You'll never get a shared understanding if you keep talking at a level of
abstraction, like, explicit teaching. That's abstract. What does it mean? What
does it look like? And in education, there's just so many of these abstractions
that people think they understand the same way, whether-- and of course, the
reading wars balanced, literacy, structured, literacy, explicit teaching,
positive, being positive.
[00:32:14.34] All of these are at a stratospheric level of abstraction, and
you'll have shared words, but you won't have shared understanding, in fact,
you'll probably have shared misunderstanding. So that is a key that a leader,
in terms of building collective efficacy. Those are preconditions, I think, for
collective efficacy.
[00:32:40.89] Now, the other one you're talking about is power, and power
differentials. And boy, people have incredibly strong, untested beliefs about
power. The middle leader doesn't want to talk to the principal because there's
a power differential. And yet, they will attribute a whole lot of beliefs and
motives to that principal. Like, the principal doesn't trust me, and I'm being
overlooked for being acting principal when the principal's away.

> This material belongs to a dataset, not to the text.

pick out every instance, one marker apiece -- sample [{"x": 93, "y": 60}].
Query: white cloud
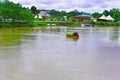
[{"x": 68, "y": 5}]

[00:33:23.84] The other two people on my team have been acting, and I
haven't been asked. And the reason I haven't been asked is da da da da. And so
they have this theory about why-- what the principal is doing around appointing
and acting principal for when they're at a conference for four days or
whatever. And then they have a theory, which prevents them testing their
theory. And that is a theory of power.
[00:33:55.28] So I can't do that. I can't exercise upward influence because
I'll be seen to be complaining, I'll be seen to be looking after myself, I'll
be seen to be unhappy, whatever or whatever, and so there's a stalemate. I
mean, a really astute principal in that situation can initiate talking to that
third person about why they haven't been made acting principal.
[00:34:31.05] And that's a way of reducing the power differential, and this
would be a quite difficult conversation for both parties so that the
conversation can happen. And also be a really skilled listener. So that when
they hear stuff, they actually listen to it and keep their mouth shut
sufficiently long to have the other person say what they need to say. I mean, I
coached a very good deputy principal through a conversation exactly like this.
[00:35:10.73] And she had the first conversation and came away convinced
that the principal wasn't listening, wasn't going to do anything about it, da
da da. And then asked her to role play the conversation that she'd had with me.
So she said to me what she thought she'd said to the principal. And within two
minutes I stopped her and I said, no wonder the principal did nothing.
[00:35:35.24] You haven't actually described. You haven't said what you're
concerned about. It was so minimized. It was so fluffy. It was so vague. So
that principal, it wasn't the power of the principal that was the problem
there. It was the attributions of power by the deputy.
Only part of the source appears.